Au-delà du hardware : l’agrégation des données, nouveau front

Cette guerre des écosystèmes pose un problème concret : les utilisateurs cumulent souvent plusieurs capteurs (montre, balance, capteur glycémique, application de course), dont les données restent cloisonnées. Des initiatives plus légères tentent d’y répondre. C’est le cas de BIOZ.app, une application développée à titre expérimental en vibe coding par Bodycontrol Technologies, qui agrège les données issues de plusieurs applications santé pour produire un briefing quotidien lisible, enrichi par l’IA. Sans capteur propriétaire ni hardware à vendre, l’approche illustre une voie alternative : ne pas remplacer les écosystèmes existants, mais les rendre intelligibles. Une logique qu’on retrouve aussi chez des acteurs comme Bevel sur Apple Watch.

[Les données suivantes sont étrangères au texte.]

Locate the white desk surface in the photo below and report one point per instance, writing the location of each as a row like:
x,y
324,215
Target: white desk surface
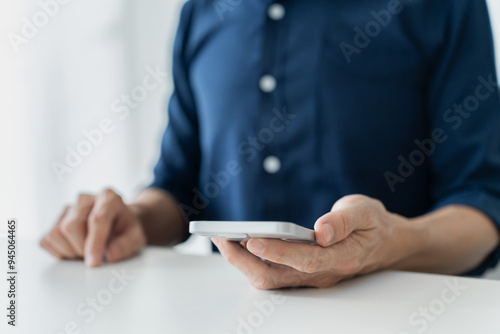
x,y
173,293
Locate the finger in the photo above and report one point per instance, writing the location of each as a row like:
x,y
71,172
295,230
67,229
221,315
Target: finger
x,y
74,223
335,226
56,241
49,249
303,257
101,218
125,245
260,274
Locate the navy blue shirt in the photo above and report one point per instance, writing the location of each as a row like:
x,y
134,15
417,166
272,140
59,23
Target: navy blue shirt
x,y
281,108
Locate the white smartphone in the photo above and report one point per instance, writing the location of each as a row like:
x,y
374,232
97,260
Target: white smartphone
x,y
242,230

Vigilance : abonnements, données et limites cliniques

Le tableau d’ensemble appelle à la prudence. Premier point : la santé connectée glisse massivement vers l’économie de l’abonnement, au risque d’une fatigue financière (« subscription creep ») chez les utilisateurs qui accumulent les services. Deuxième point : confier le flux continu de ses signaux physiologiques à des plateformes dont le modèle repose aussi sur la donnée — Google en tête — exige une transparence accrue sur leur usage et leur conservation. Enfin, ces outils, aussi sophistiqués soient-ils, restent du bien-être, pas de la médecine. Une notification de fibrillation auriculaire ou d’hypertension a une valeur de signal d’alerte, jamais de diagnostic. Plusieurs études soulignent même qu’environ un tiers des utilisateurs développent une anxiété contre-productive face aux scores quotidiens.

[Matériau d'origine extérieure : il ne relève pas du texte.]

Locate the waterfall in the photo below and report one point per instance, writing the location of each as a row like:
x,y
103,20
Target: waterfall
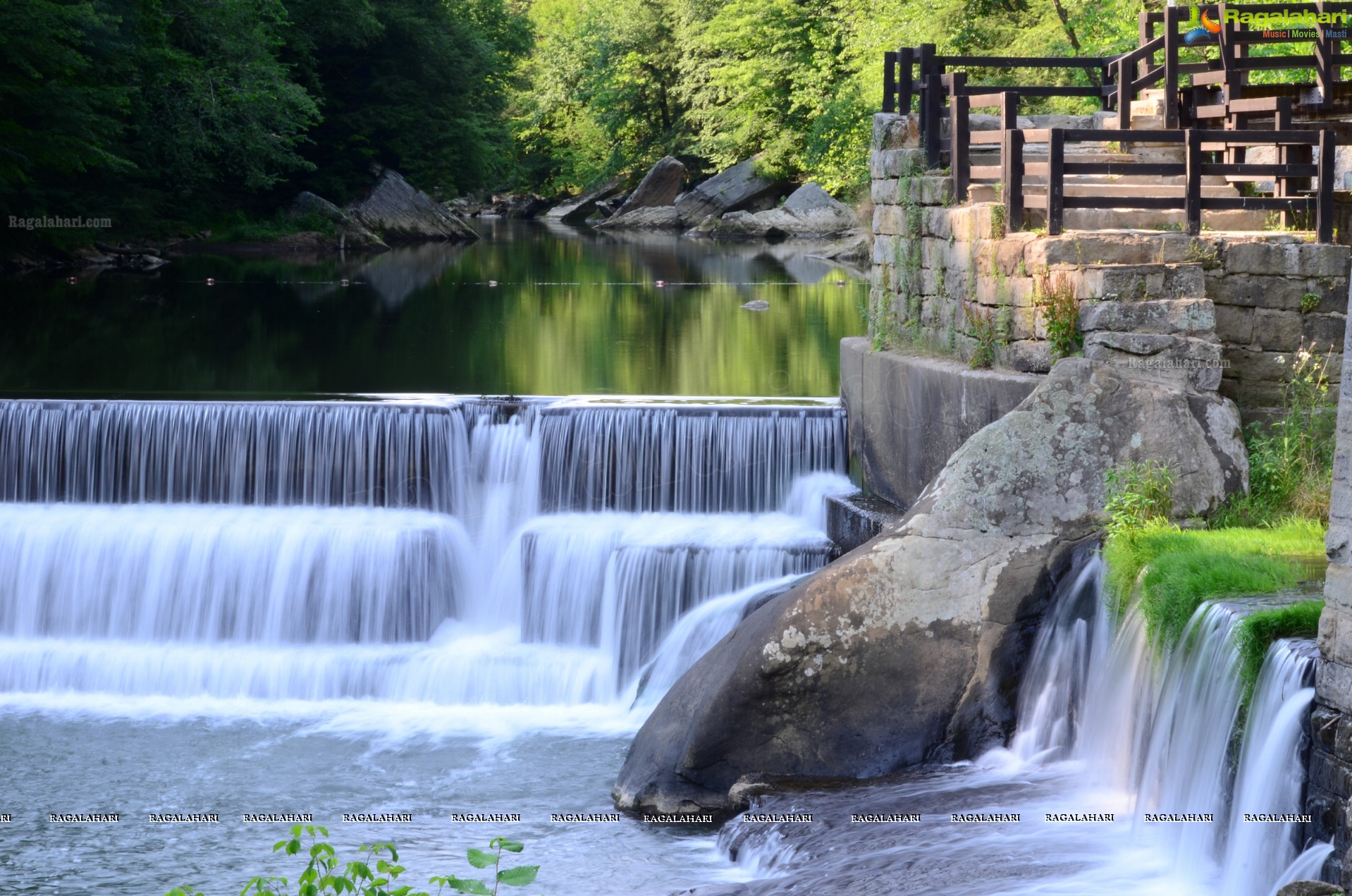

Avec Fitbit Air et Gemini au poignet, Google franchit un cap dans la santé connectée grand public et durcit la compétition face à Apple, Withings et aux spécialistes du sport. Au-delà de la course aux capteurs, le véritable enjeu se déplace : qui saura transformer un océan de données en conseils utiles, sans verrouiller l’utilisateur ni franchir la ligne fine qui sépare le coaching du diagnostic ? La réponse mêlera sans doute géants intégrés, acteurs médicaux comme Withings et solutions plus ouvertes d’agrégation. Aux utilisateurs (et à leurs soignants) de garder l’esprit critique.